The consequences of a proven abuse, even a minor one, are far-reaching. A lot of the complaints could be cured by access to a better job; which would give them the money to avoid working more than one job, and not having the energy to spend on fixing the problems. However, once that report is verified — even for something as minor as “the kids have dirty clothes’ — the parent is thereafter forbidden to work with any children, or elderly, and the parent(s) could be fired from their job instantly. Look at the options left — they are ones that require training, or are minimum wage. Which does not help.
Nor, at least here, can this ever be removed from someone’s record — so it has consequences even decades into the future. Even if the agency is satisfied, there is no provision to remove it, other than a short paragraph that can be added to explain extenuating circumstances. As far as I can tell, this is not provided routinely; it has to be specially requested.
This is not to say all such reports are false — far from it. But the theory that a 10 minute visit is enough to determine “this is safe” or not, on the level of care that is being offered, is a fallacy. In contrast to the above issue, there was one one young person being abused, by multiple people, and none of those sent to verify the situation saw anything wrong — and it was only when the child was old enough to not be of interest (to the abusers) did this cease. The parents have their actions vindicated, the child is damaged, and the future grandchildren, if any, will be not allowed to visit grandparents on that side — with good reason. I have little if any idea of what the parenting style would be for them.

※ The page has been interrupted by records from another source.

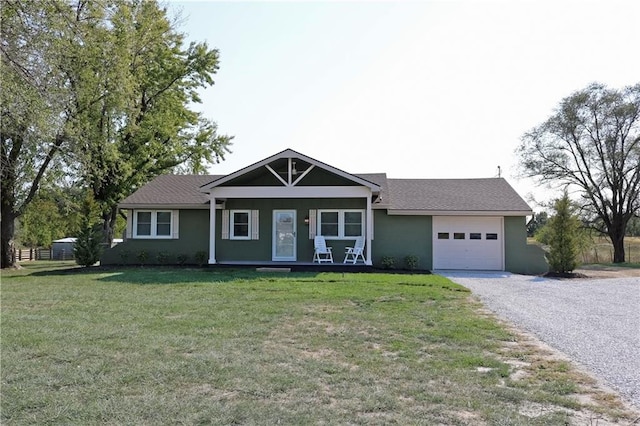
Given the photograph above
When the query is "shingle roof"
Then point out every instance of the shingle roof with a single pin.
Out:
(491, 194)
(436, 195)
(171, 190)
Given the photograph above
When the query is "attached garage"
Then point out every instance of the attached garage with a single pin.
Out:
(468, 242)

These unspoken expectations are one of the areas that need to be spelled out, and provided, to those who have had reports made against them. For example, here where I live, I know it is ‘expected’ that you attend church regularly. There is no provision for those who work Sundays, or don’t have one of their faith available. Nor is this an ‘official’ requirement of the report-taking agencies. But I have seen that — even if all the things they state they want are done — if you don’t attend church, there is no chance that a (reportedly abused) child will be returned (from state custody), or the focus will be removed from your home, even if/when those reports were completely unfounded and false.
What’s the solution? I don’t have all the answers. But some sort of filter/flagging system on those that file reports needs to be made — especially if it is a person who is constantly doing so. Also, more training, and an awareness that your standards and biases may affect how you see things. Perhaps a note to all who call in that they will be summoned to court to account for their report, or charged with false reporting, might save many person-hours of both the agencies and the court system.

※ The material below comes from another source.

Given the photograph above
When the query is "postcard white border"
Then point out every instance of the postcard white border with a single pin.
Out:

Honestly, the flat-out refusal to reveal who is doing the reporting, after many false reports, strips away one’s trust in both friends and neighbors, as well as the agencies themselves. At which point, they (the purveyors of constant false reports) have won. They can now directly influence how you act, like an invisible hand-of-God, an ever-present threat to your social standing should you fail to live up to their unspoken standards.

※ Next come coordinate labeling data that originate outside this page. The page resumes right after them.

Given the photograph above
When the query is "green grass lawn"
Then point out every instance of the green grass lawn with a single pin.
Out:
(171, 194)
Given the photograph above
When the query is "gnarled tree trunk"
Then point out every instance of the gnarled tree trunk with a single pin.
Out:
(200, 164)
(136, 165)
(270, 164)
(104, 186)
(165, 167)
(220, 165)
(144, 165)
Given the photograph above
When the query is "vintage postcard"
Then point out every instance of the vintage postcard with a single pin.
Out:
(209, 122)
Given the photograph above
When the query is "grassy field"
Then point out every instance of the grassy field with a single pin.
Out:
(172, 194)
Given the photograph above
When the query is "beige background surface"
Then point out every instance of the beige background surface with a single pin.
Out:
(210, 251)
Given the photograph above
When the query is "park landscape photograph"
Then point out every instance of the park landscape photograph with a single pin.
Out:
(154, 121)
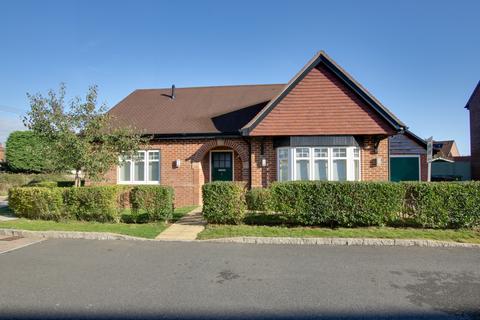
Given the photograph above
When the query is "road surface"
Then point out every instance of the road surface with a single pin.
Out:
(170, 280)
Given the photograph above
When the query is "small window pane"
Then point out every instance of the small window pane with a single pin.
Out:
(339, 170)
(154, 155)
(125, 171)
(320, 170)
(356, 164)
(356, 153)
(154, 171)
(283, 170)
(302, 152)
(283, 154)
(339, 152)
(303, 169)
(140, 156)
(321, 152)
(139, 171)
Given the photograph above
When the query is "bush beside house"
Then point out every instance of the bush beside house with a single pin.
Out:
(224, 202)
(350, 204)
(93, 203)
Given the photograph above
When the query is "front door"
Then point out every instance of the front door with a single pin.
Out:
(222, 165)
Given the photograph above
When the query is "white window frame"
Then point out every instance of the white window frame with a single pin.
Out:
(145, 168)
(292, 161)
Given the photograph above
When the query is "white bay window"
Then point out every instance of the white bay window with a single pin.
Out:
(319, 163)
(142, 168)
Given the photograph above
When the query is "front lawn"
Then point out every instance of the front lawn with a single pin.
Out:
(145, 230)
(227, 231)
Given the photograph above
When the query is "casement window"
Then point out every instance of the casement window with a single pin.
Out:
(142, 168)
(318, 163)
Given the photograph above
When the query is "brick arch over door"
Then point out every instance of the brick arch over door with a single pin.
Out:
(240, 146)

Not to mention the possible removal of children, who then find themselves expected to fit into a different family — and may not get to see their own for months — which, again, adds stress to all parties, and decreases the trust and bonds that may have been hard work to establish.
Now, if you see yourself in this story, and think “But I’m trying to help!”, please consider what your reaction would be if, out of the blue, you had someone show up on your doorstep, wanting to look around your house, asking invasive questions — and refusing to explain, other than “someone reported you”, why they are there.